İnsanın İHTİYAÇLARI ve DİRENÇLERİ vardır!
Bir konudaki ihtiyacımızı karşılayamıyorsak, bu bizde YOKSUNLUK hissi oluşturur.
O yoksunluk yüzünden etrafımızı yani koşulları veya insanları suçlarız.
Oysa bize yoksunluk hissi veren bir duruma bizi MAHKUM eden,
Bizim tercihlerimiz ve dirençlerimizdir.
TERCİHLER ve DİRENÇLER değişmeden, koşullar değişmez.
Bu nedenle de yoksunluk devam eder.
Hayat bize göre değişmez...
Biz önceliklerimiz, değerlerimiz, tercihlerimiz doğrultusunda,
Ve hayatın sunduğu koşullar içinde kendimize yollar belirleriz.
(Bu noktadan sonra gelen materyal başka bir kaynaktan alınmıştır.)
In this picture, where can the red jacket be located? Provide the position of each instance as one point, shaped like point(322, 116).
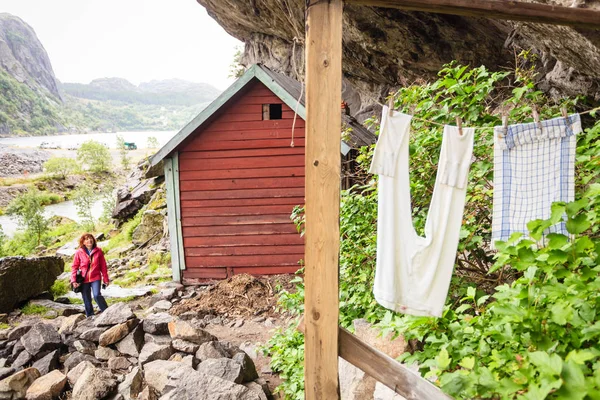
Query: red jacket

Bazen bize göre öncelikli olan bir tercihi korumak için bazı ihtiyaçlarımızdan fedakarlık da ederiz.
Eğer belirlediğimiz yol bizi dayanılmayacak bir yoksunluğa sürüklediyse,
O zaman önceliklerimizi ve tutumlarımızı gözden geçirmek,
Direncimizi kırmak,
Yeni bir yol çizmek,
Yani ÇÖZÜME GİTMEK zorunda olduğumuzu fark ederiz.
Hayat bizi ihtiyaçlarımız ve tercihlerimiz arasında bir denge yakalamaya çalışırken abartılı hale gelen dirençlerimizi kırmaya teşvik eder.
Ceviz ağacı her şeye rağmen dik durur ama sert bir rüzgarda dalları kırılır.
Söğüt agacı ise esner ve saçlarını rüzgarla savurur...
Dik durabilmek kadar esneyebilmek de,
İleri gidebilmek kadar, geri adım atabilmek de,
Hayatla ve insanlarla bir arada var olmanın gereğidir.